I think it’s possible to work towards not being offended by such things as remembering the times when one was accidentally offensive, by checking on whether one’s standards are reasonable, and by evaluating actual risks of what the offensive thing might indicate.
That doesn’t mean one can or should run one’s offendedness down to zero, but (depending one where you’re starting), it’s possible to town it down.
Speech is hella hard to be rational about because the penalty for inaction when speaking in groups is high—if you value having a chance to speak, and if your group isn’t using a formal scheduling algorithm to give all would-be speakers their time slice. You can end up entirely excluded from the conversation just for hesitating. Therefore in most circumstances people speak “from cache”, so it seems to me.
Ever hung out with a group of friends who used a talking stick or similar token? If so, was the average quality of conversation much higher than with other groups of similar size and median IQ?
Great! I find that comment more concise, and more easy to apply, than the post.
I’ll edit it in, then.
Harm to ourselves or to others? Estimating expected utility is pretty complicated in cases where we have to weigh up upsetting others (according to the value we directly assign to others’ utility in our utility functions), upsetting others (according to the harm we estimate to ourselves through creating enemies) and benefiting ourselves (by rapidly screening off others who we don’t wish to interact with). I imagine typical individuals are generally doing all of these calculations at some level in typical interactions and it is not clear to me that we consistently err in any particular direction.
I think this probably varies a lot depending on the person.
Huh. Any examples on your mind? I can’t form a concrete idea of what’s to be avoided.
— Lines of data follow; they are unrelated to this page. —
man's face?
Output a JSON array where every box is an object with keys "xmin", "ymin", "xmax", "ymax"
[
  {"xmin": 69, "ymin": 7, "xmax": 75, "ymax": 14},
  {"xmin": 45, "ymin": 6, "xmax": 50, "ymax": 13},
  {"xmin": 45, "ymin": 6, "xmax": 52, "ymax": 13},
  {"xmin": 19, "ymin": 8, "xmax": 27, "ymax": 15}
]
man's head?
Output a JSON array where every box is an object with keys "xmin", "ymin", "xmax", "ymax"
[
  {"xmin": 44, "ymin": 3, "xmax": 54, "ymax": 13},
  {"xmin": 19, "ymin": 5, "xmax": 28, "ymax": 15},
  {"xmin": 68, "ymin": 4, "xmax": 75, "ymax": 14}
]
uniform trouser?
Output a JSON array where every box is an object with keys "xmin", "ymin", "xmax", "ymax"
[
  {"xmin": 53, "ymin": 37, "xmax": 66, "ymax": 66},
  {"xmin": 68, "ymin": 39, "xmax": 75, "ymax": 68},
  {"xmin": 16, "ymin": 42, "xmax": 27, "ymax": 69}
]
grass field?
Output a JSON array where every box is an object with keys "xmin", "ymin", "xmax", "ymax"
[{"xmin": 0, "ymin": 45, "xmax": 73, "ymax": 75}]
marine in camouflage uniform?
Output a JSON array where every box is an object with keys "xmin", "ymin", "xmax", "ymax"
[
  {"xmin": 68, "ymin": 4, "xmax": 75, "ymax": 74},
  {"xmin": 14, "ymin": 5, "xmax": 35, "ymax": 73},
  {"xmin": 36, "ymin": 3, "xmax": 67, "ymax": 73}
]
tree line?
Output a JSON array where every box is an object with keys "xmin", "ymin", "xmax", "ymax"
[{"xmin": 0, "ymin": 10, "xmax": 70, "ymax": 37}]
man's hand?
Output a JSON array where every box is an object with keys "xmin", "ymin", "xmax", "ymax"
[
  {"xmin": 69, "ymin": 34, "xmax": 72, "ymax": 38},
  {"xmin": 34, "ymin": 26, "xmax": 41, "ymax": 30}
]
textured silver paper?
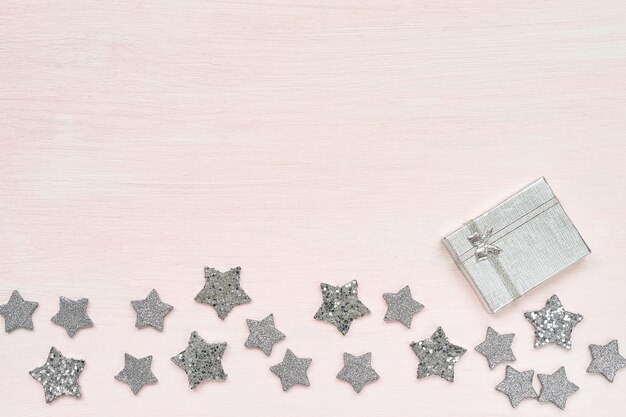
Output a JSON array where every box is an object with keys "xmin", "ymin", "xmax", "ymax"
[{"xmin": 443, "ymin": 178, "xmax": 591, "ymax": 313}]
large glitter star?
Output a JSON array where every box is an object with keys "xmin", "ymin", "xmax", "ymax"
[
  {"xmin": 52, "ymin": 297, "xmax": 93, "ymax": 337},
  {"xmin": 172, "ymin": 332, "xmax": 227, "ymax": 389},
  {"xmin": 475, "ymin": 327, "xmax": 515, "ymax": 369},
  {"xmin": 245, "ymin": 314, "xmax": 285, "ymax": 356},
  {"xmin": 587, "ymin": 340, "xmax": 626, "ymax": 382},
  {"xmin": 315, "ymin": 280, "xmax": 370, "ymax": 335},
  {"xmin": 524, "ymin": 295, "xmax": 583, "ymax": 349},
  {"xmin": 410, "ymin": 327, "xmax": 467, "ymax": 382},
  {"xmin": 130, "ymin": 290, "xmax": 174, "ymax": 332},
  {"xmin": 537, "ymin": 366, "xmax": 578, "ymax": 410},
  {"xmin": 496, "ymin": 365, "xmax": 537, "ymax": 408},
  {"xmin": 270, "ymin": 349, "xmax": 312, "ymax": 391},
  {"xmin": 337, "ymin": 352, "xmax": 379, "ymax": 392},
  {"xmin": 383, "ymin": 285, "xmax": 424, "ymax": 329},
  {"xmin": 0, "ymin": 290, "xmax": 39, "ymax": 333},
  {"xmin": 115, "ymin": 353, "xmax": 159, "ymax": 395},
  {"xmin": 195, "ymin": 266, "xmax": 251, "ymax": 320},
  {"xmin": 29, "ymin": 347, "xmax": 85, "ymax": 403}
]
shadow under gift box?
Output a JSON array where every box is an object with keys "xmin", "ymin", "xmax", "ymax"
[{"xmin": 443, "ymin": 177, "xmax": 591, "ymax": 313}]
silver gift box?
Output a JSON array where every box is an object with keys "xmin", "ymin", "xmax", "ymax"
[{"xmin": 443, "ymin": 178, "xmax": 591, "ymax": 313}]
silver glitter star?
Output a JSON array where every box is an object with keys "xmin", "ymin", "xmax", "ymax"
[
  {"xmin": 337, "ymin": 352, "xmax": 380, "ymax": 392},
  {"xmin": 410, "ymin": 327, "xmax": 467, "ymax": 382},
  {"xmin": 0, "ymin": 290, "xmax": 39, "ymax": 333},
  {"xmin": 172, "ymin": 332, "xmax": 228, "ymax": 389},
  {"xmin": 537, "ymin": 366, "xmax": 578, "ymax": 410},
  {"xmin": 587, "ymin": 340, "xmax": 626, "ymax": 382},
  {"xmin": 52, "ymin": 297, "xmax": 93, "ymax": 337},
  {"xmin": 314, "ymin": 281, "xmax": 370, "ymax": 335},
  {"xmin": 270, "ymin": 349, "xmax": 312, "ymax": 391},
  {"xmin": 195, "ymin": 266, "xmax": 251, "ymax": 320},
  {"xmin": 496, "ymin": 365, "xmax": 537, "ymax": 408},
  {"xmin": 115, "ymin": 353, "xmax": 159, "ymax": 395},
  {"xmin": 245, "ymin": 314, "xmax": 285, "ymax": 356},
  {"xmin": 524, "ymin": 295, "xmax": 583, "ymax": 349},
  {"xmin": 383, "ymin": 285, "xmax": 424, "ymax": 329},
  {"xmin": 474, "ymin": 327, "xmax": 515, "ymax": 369},
  {"xmin": 29, "ymin": 347, "xmax": 85, "ymax": 403},
  {"xmin": 130, "ymin": 290, "xmax": 174, "ymax": 332}
]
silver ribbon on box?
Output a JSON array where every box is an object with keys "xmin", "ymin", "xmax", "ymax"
[
  {"xmin": 460, "ymin": 197, "xmax": 559, "ymax": 299},
  {"xmin": 443, "ymin": 178, "xmax": 590, "ymax": 313}
]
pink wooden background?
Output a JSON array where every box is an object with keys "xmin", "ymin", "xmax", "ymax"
[{"xmin": 0, "ymin": 0, "xmax": 626, "ymax": 417}]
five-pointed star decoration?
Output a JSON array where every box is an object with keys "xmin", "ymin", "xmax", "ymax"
[
  {"xmin": 474, "ymin": 327, "xmax": 515, "ymax": 369},
  {"xmin": 130, "ymin": 289, "xmax": 174, "ymax": 332},
  {"xmin": 337, "ymin": 352, "xmax": 380, "ymax": 392},
  {"xmin": 314, "ymin": 280, "xmax": 370, "ymax": 336},
  {"xmin": 270, "ymin": 349, "xmax": 312, "ymax": 391},
  {"xmin": 496, "ymin": 365, "xmax": 537, "ymax": 408},
  {"xmin": 383, "ymin": 285, "xmax": 424, "ymax": 329},
  {"xmin": 195, "ymin": 266, "xmax": 252, "ymax": 320},
  {"xmin": 52, "ymin": 297, "xmax": 93, "ymax": 337},
  {"xmin": 587, "ymin": 340, "xmax": 626, "ymax": 382},
  {"xmin": 0, "ymin": 290, "xmax": 39, "ymax": 333},
  {"xmin": 172, "ymin": 332, "xmax": 228, "ymax": 389},
  {"xmin": 524, "ymin": 295, "xmax": 583, "ymax": 349},
  {"xmin": 537, "ymin": 366, "xmax": 578, "ymax": 410},
  {"xmin": 245, "ymin": 314, "xmax": 285, "ymax": 356},
  {"xmin": 115, "ymin": 353, "xmax": 159, "ymax": 395},
  {"xmin": 29, "ymin": 346, "xmax": 85, "ymax": 403},
  {"xmin": 410, "ymin": 327, "xmax": 467, "ymax": 382}
]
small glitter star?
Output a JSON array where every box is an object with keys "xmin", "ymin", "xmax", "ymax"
[
  {"xmin": 130, "ymin": 290, "xmax": 174, "ymax": 332},
  {"xmin": 587, "ymin": 340, "xmax": 626, "ymax": 382},
  {"xmin": 115, "ymin": 353, "xmax": 159, "ymax": 395},
  {"xmin": 496, "ymin": 365, "xmax": 537, "ymax": 408},
  {"xmin": 314, "ymin": 281, "xmax": 370, "ymax": 335},
  {"xmin": 172, "ymin": 332, "xmax": 227, "ymax": 389},
  {"xmin": 52, "ymin": 297, "xmax": 93, "ymax": 337},
  {"xmin": 0, "ymin": 290, "xmax": 39, "ymax": 333},
  {"xmin": 410, "ymin": 327, "xmax": 467, "ymax": 382},
  {"xmin": 537, "ymin": 366, "xmax": 578, "ymax": 410},
  {"xmin": 29, "ymin": 347, "xmax": 85, "ymax": 403},
  {"xmin": 245, "ymin": 314, "xmax": 285, "ymax": 356},
  {"xmin": 383, "ymin": 285, "xmax": 424, "ymax": 329},
  {"xmin": 195, "ymin": 266, "xmax": 251, "ymax": 320},
  {"xmin": 270, "ymin": 349, "xmax": 312, "ymax": 391},
  {"xmin": 524, "ymin": 295, "xmax": 583, "ymax": 349},
  {"xmin": 337, "ymin": 352, "xmax": 380, "ymax": 392},
  {"xmin": 475, "ymin": 327, "xmax": 515, "ymax": 369}
]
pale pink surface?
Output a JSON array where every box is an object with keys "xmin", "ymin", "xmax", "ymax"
[{"xmin": 0, "ymin": 0, "xmax": 626, "ymax": 417}]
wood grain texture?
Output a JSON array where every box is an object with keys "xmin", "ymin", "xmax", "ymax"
[{"xmin": 0, "ymin": 0, "xmax": 626, "ymax": 417}]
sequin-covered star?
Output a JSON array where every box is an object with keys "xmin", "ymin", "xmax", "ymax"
[
  {"xmin": 315, "ymin": 280, "xmax": 370, "ymax": 335},
  {"xmin": 172, "ymin": 332, "xmax": 228, "ymax": 389},
  {"xmin": 587, "ymin": 340, "xmax": 626, "ymax": 382},
  {"xmin": 130, "ymin": 290, "xmax": 174, "ymax": 332},
  {"xmin": 29, "ymin": 347, "xmax": 85, "ymax": 403},
  {"xmin": 115, "ymin": 353, "xmax": 159, "ymax": 395},
  {"xmin": 537, "ymin": 366, "xmax": 578, "ymax": 410},
  {"xmin": 52, "ymin": 297, "xmax": 93, "ymax": 337},
  {"xmin": 410, "ymin": 327, "xmax": 467, "ymax": 382},
  {"xmin": 383, "ymin": 285, "xmax": 424, "ymax": 329},
  {"xmin": 524, "ymin": 295, "xmax": 583, "ymax": 349},
  {"xmin": 245, "ymin": 314, "xmax": 285, "ymax": 356},
  {"xmin": 337, "ymin": 352, "xmax": 379, "ymax": 392},
  {"xmin": 270, "ymin": 349, "xmax": 312, "ymax": 391},
  {"xmin": 496, "ymin": 365, "xmax": 537, "ymax": 408},
  {"xmin": 0, "ymin": 290, "xmax": 39, "ymax": 333},
  {"xmin": 195, "ymin": 266, "xmax": 251, "ymax": 320},
  {"xmin": 475, "ymin": 327, "xmax": 515, "ymax": 369}
]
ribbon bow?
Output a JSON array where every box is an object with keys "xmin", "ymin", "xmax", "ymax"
[{"xmin": 467, "ymin": 228, "xmax": 502, "ymax": 262}]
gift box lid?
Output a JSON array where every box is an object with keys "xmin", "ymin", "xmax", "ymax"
[{"xmin": 443, "ymin": 177, "xmax": 591, "ymax": 313}]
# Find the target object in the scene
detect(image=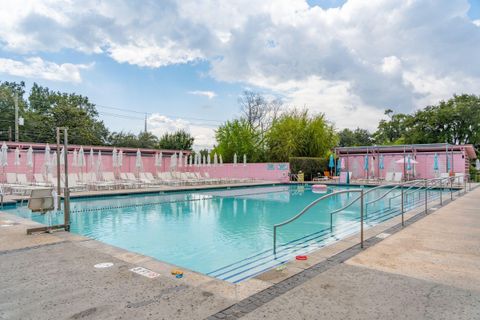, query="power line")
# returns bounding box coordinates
[96,104,225,123]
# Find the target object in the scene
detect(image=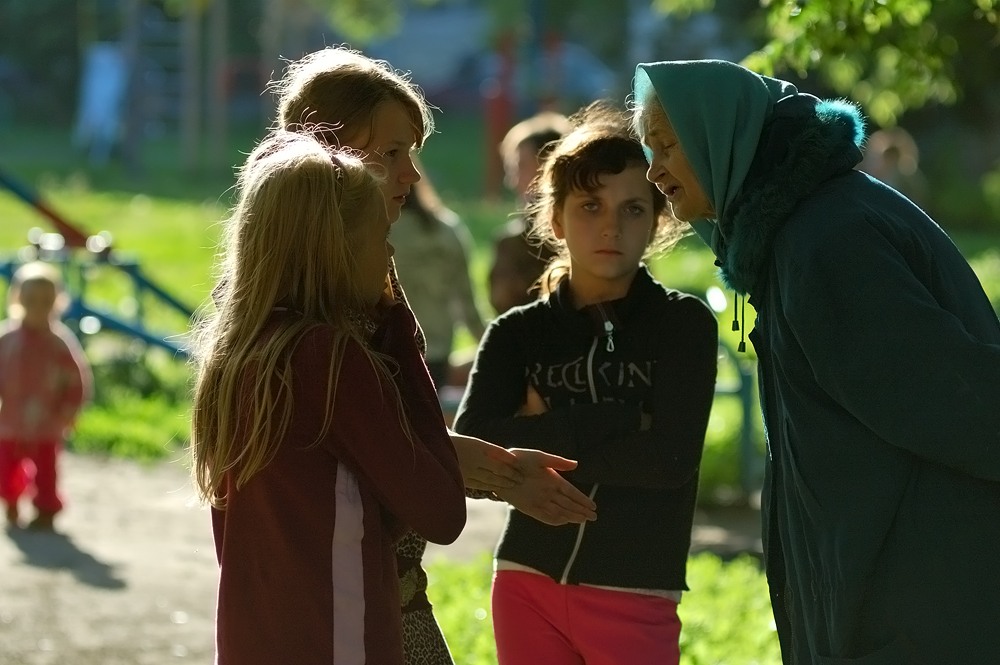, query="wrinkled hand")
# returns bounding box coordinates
[451,432,524,492]
[514,384,549,416]
[494,448,597,526]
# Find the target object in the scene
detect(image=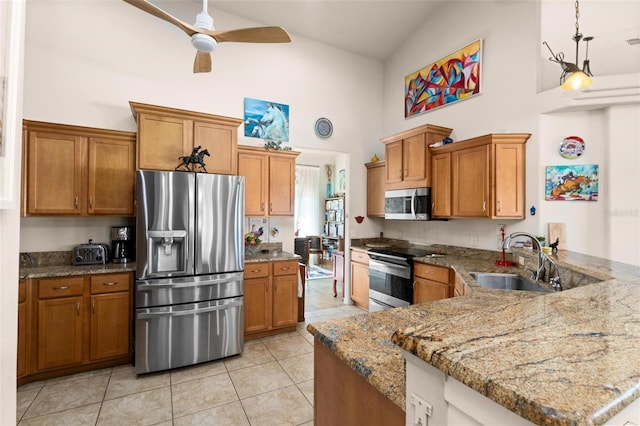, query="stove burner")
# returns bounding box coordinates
[368,247,444,259]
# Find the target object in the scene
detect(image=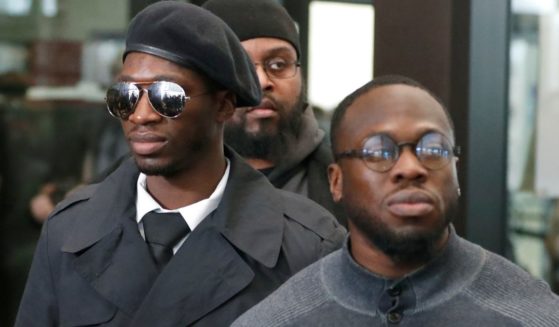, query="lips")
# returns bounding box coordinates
[129,132,167,156]
[246,99,277,118]
[387,190,435,217]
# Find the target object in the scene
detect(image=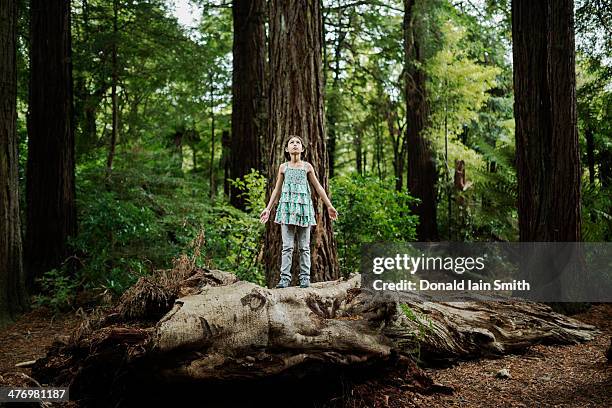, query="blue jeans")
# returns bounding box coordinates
[281,224,310,284]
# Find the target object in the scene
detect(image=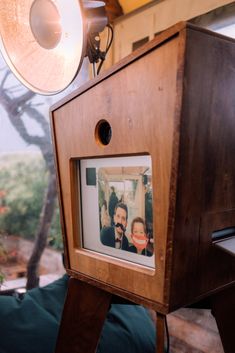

I actually wrote all but the last two paragraphs of this post weeks and weeks ago, so I can’t remember what individual things I had in mind at the time. I assign about a 65% chance that I was thinking about discussions of pickup or something similar.
That was helpful insight, thanks.
“You will probably gain ten cents” is not a summary of all the relevant information. If money and utility are interchangeable at this small scale (if you don’t desperately need an extra 10¢ but you’d prefer to increase the amount of money you have) then an expected utility calculation can tell you that it’s a bad bet — it comes out to an expected loss of 26.6¢.
edit: here’s an example:
You have a 1⁄3 chance of losing a dollar and a 2⁄3 chance of gaining ten cents. On average, you will lose 13 (edit for, um, the fifth time: 26) cents per dollar. Unless you need that dime to buy a ticket for the last plane leaving your doomed volcanic island home… it’s a bad bet.